El la miró y arqueó una ceja.
– ¿Estás ocupado?
Dejó la piedra en la mesa.
– Obviamente, no.
Daphne señaló la piedra.
– ¿Es de tus viajes?
– Del Caribe. Un recuerdo de la playa.
Daphne vio que hablaba perfectamente. No había ni rastro del tartamudeo de la noche anterior. Ahora estaba más tranquilo. Tanto que casi dolía.
– ¿La playa del Caribe es muy distinta de la de aquí? -preguntó.
Simón levantó una arrogante ceja.
– Hace más calor.
– Oh. Bueno, eso ya lo suponía.
La miró fijamente.
– Daphne, sé que no has venido para hablar del tiempo en el Caribe.
Tenía razón, sí, pero Daphne sabía que no iba a ser una conversación fácil y no creía que fuera una cobarde por querer retrasarla unos minutos.
Respiró hondo.
– Tenemos que hablar de lo que pasó ayer por la noche.
– Estoy seguro de que crees que tenemos que hacerlo.
Daphne hizo un esfuerzo por no abalanzarse sobre él y quitarle aquella impasible expresión de la cara.
– No es que lo crea.
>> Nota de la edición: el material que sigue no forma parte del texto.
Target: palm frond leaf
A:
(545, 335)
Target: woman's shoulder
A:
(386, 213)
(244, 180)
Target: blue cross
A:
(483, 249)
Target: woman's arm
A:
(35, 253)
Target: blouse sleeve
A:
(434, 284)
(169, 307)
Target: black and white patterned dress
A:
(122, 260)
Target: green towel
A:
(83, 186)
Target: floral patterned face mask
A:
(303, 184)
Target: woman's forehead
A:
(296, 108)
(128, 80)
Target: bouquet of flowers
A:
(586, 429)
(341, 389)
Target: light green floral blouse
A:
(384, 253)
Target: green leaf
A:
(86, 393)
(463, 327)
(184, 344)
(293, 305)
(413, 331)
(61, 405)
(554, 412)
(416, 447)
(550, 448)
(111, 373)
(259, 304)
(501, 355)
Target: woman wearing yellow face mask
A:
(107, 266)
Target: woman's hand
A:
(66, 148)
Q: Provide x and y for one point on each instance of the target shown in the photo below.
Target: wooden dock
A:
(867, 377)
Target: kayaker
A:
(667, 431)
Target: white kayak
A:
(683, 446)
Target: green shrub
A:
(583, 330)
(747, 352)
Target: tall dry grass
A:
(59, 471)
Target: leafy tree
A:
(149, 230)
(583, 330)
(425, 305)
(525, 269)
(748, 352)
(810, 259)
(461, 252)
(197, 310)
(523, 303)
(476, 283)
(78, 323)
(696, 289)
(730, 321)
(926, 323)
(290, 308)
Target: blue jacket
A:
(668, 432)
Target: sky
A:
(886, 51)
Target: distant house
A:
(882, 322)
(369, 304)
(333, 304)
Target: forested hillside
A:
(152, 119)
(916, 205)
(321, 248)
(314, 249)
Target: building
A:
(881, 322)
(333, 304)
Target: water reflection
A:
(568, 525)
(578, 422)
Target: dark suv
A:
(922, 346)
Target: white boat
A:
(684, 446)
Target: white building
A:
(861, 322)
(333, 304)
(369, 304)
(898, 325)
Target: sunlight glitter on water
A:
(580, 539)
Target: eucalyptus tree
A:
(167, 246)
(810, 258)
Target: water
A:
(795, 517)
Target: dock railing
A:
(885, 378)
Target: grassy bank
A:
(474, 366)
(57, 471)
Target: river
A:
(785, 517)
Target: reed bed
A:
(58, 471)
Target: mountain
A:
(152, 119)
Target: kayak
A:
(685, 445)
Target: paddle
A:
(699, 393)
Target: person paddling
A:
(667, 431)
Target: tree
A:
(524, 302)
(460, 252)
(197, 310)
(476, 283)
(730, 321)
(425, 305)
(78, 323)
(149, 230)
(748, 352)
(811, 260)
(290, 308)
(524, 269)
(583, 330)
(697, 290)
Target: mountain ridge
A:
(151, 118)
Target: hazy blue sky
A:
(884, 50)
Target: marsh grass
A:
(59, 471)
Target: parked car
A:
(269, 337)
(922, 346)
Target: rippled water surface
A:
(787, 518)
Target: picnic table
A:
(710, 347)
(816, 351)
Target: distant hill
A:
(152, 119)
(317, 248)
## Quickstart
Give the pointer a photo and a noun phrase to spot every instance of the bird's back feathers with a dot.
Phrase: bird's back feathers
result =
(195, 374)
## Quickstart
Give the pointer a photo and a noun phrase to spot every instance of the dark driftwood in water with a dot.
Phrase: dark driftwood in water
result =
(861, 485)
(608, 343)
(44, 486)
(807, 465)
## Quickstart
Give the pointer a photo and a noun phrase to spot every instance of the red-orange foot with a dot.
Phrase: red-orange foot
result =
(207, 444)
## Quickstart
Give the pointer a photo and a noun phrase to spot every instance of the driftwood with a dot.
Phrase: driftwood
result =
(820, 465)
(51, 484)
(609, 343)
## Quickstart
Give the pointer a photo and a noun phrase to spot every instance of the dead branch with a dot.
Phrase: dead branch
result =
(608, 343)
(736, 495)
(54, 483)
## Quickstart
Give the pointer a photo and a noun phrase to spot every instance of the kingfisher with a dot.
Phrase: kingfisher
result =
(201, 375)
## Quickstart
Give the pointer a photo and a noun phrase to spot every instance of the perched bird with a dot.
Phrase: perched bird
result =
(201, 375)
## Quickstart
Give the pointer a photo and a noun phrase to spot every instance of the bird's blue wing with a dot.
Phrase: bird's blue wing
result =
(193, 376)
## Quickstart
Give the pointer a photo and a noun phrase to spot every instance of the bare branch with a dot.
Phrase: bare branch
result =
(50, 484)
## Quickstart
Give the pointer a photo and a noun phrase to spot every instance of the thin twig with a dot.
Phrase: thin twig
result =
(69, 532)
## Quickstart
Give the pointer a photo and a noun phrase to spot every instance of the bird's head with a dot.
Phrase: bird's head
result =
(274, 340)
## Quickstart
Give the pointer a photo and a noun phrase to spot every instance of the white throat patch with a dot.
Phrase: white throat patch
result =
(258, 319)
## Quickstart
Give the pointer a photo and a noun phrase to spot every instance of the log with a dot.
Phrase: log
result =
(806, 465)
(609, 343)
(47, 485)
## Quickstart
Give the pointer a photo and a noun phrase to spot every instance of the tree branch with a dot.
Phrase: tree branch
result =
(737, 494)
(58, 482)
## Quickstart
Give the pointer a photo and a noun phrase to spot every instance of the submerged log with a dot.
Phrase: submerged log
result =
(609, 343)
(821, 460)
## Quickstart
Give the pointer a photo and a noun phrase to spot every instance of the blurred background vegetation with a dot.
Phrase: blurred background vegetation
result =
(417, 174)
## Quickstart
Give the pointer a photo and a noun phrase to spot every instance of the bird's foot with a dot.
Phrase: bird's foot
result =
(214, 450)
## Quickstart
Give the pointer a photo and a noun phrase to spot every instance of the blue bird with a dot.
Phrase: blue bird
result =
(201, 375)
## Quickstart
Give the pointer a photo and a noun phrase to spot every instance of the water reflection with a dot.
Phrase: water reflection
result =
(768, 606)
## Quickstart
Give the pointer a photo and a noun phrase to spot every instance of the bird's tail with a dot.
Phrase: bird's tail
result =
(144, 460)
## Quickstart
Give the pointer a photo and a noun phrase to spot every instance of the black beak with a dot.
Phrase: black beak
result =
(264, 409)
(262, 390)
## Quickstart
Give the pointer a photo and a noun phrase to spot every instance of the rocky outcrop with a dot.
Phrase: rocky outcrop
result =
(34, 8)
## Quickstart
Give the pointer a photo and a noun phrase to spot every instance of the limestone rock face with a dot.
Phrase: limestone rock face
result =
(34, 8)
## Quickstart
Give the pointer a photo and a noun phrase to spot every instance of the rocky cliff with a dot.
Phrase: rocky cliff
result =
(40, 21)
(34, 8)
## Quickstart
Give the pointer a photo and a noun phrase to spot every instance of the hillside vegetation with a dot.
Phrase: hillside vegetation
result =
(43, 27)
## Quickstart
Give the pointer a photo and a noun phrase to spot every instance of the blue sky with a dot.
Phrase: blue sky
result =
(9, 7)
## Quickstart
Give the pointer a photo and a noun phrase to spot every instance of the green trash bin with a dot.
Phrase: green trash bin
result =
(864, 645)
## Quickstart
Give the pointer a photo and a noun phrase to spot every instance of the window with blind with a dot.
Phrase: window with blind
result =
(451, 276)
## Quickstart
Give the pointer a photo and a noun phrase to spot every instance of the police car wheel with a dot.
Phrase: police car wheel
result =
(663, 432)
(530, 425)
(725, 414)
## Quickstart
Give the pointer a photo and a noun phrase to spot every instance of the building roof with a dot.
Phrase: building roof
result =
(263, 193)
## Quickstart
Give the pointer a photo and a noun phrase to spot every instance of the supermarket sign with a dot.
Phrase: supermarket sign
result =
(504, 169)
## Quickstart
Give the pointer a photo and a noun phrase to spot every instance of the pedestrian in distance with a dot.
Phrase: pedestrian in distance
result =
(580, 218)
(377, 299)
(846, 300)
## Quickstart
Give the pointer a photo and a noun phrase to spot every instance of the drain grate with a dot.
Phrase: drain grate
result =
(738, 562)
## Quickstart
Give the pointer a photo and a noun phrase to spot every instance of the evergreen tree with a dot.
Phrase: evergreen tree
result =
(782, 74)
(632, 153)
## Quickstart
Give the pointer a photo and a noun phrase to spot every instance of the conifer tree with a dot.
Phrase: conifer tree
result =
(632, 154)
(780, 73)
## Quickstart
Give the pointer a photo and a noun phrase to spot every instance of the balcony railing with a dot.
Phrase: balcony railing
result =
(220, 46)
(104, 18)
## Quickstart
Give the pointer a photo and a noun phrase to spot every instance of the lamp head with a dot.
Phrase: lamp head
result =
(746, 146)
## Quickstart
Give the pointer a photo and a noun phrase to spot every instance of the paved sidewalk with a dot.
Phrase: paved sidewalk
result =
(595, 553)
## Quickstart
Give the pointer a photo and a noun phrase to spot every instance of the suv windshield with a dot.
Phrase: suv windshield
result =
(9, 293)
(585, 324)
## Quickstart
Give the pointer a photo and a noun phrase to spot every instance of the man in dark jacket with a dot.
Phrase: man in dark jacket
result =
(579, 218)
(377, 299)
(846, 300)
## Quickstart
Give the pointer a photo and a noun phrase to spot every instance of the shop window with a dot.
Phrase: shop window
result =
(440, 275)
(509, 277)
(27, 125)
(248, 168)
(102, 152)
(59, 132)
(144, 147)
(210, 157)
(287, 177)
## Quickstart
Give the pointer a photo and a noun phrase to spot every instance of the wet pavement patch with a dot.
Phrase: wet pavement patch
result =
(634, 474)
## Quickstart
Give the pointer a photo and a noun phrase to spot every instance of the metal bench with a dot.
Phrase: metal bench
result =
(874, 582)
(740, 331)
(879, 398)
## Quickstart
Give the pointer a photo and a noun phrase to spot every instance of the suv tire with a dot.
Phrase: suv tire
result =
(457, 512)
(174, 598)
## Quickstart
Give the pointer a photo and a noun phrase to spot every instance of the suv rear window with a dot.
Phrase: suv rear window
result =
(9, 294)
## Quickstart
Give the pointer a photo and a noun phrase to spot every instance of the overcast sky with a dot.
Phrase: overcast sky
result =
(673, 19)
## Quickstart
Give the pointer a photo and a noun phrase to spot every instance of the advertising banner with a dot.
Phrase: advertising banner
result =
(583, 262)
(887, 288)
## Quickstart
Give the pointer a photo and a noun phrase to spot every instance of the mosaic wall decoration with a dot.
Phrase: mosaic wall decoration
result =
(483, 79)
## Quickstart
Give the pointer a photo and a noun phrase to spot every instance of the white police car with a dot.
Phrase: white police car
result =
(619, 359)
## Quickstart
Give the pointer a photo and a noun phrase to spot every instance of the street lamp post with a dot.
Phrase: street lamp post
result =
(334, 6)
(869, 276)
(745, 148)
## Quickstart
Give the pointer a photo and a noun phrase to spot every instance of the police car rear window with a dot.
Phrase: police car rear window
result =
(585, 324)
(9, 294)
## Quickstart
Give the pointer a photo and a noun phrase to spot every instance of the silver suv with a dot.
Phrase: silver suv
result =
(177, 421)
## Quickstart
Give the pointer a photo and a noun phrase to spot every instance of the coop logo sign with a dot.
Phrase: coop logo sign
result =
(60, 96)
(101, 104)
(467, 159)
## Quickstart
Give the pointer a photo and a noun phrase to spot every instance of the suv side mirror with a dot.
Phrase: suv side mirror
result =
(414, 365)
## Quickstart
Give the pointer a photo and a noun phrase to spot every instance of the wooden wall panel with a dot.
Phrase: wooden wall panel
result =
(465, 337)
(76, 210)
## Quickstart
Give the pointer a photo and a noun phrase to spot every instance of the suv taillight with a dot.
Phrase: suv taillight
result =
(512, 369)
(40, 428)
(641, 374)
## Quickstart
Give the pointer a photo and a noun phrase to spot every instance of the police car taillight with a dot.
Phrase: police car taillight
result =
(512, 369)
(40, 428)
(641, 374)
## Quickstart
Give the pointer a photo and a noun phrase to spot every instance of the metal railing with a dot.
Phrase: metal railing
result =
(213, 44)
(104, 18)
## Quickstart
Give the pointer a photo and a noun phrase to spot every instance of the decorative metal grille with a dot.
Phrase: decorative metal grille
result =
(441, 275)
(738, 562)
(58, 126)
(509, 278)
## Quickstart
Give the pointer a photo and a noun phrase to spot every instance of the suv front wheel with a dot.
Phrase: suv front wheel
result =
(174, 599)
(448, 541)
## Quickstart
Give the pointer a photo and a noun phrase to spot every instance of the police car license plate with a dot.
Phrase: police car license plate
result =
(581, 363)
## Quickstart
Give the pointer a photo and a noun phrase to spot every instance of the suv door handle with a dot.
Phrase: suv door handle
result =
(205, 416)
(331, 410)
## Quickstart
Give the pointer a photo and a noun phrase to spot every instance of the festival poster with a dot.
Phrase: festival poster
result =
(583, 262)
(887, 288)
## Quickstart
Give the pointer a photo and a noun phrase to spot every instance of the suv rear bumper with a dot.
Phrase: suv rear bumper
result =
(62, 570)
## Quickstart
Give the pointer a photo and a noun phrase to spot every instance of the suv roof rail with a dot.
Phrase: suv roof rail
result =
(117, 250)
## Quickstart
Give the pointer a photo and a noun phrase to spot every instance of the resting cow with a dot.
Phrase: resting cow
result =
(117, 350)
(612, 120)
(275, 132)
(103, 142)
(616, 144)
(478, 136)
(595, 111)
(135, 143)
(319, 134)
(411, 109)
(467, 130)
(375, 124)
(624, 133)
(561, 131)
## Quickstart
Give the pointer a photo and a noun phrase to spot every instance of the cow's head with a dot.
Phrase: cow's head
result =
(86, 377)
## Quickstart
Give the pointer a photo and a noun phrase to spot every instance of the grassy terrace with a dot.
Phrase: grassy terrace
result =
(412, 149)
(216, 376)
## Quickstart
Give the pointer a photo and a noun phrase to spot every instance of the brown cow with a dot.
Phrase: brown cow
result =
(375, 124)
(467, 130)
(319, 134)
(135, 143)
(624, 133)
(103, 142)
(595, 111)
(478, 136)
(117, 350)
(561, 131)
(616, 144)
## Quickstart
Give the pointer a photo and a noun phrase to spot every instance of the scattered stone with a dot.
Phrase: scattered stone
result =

Lo sé.
Simón se quedó callado un rato y luego dijo:
– Lamento mucho que sientas que he traicionado…
– No es eso, exactamente.
– … pero debes recordar que intenté evitar este matrimonio.
– Es una bonita manera de decirlo, sí señor -musitó ella.
Simón habló como si estuviera dando un discurso.
– Sabes que nunca quise casarme.
– Ese no es el problema. Simón.
– Es exactamente el problema. -De repente, bajó las piernas al suelo, se levantó y la silla, que se había estado balanceando sobre las dos patas posteriores, cayó hacia atrás haciendo mucho ruido-. ¿Por qué crees que quería evitar el matrimonio con tanta determinación?
Era porque no quería tener una esposa y después hacerle daño negándole los hijos.
– Nunca pensaste en tu esposa potencial -respondió Daphne-. Sólo pensabas en ti.
– A lo mejor -dijo él-, pero cuando esa esposa potencial fuiste tú, todo cambió.
– Al parecer, no -dijo ella, ácidamente.
Simón se encogió de hombros.
– Sabes que te tengo en la más alta estima. Nunca quise hacerte daño.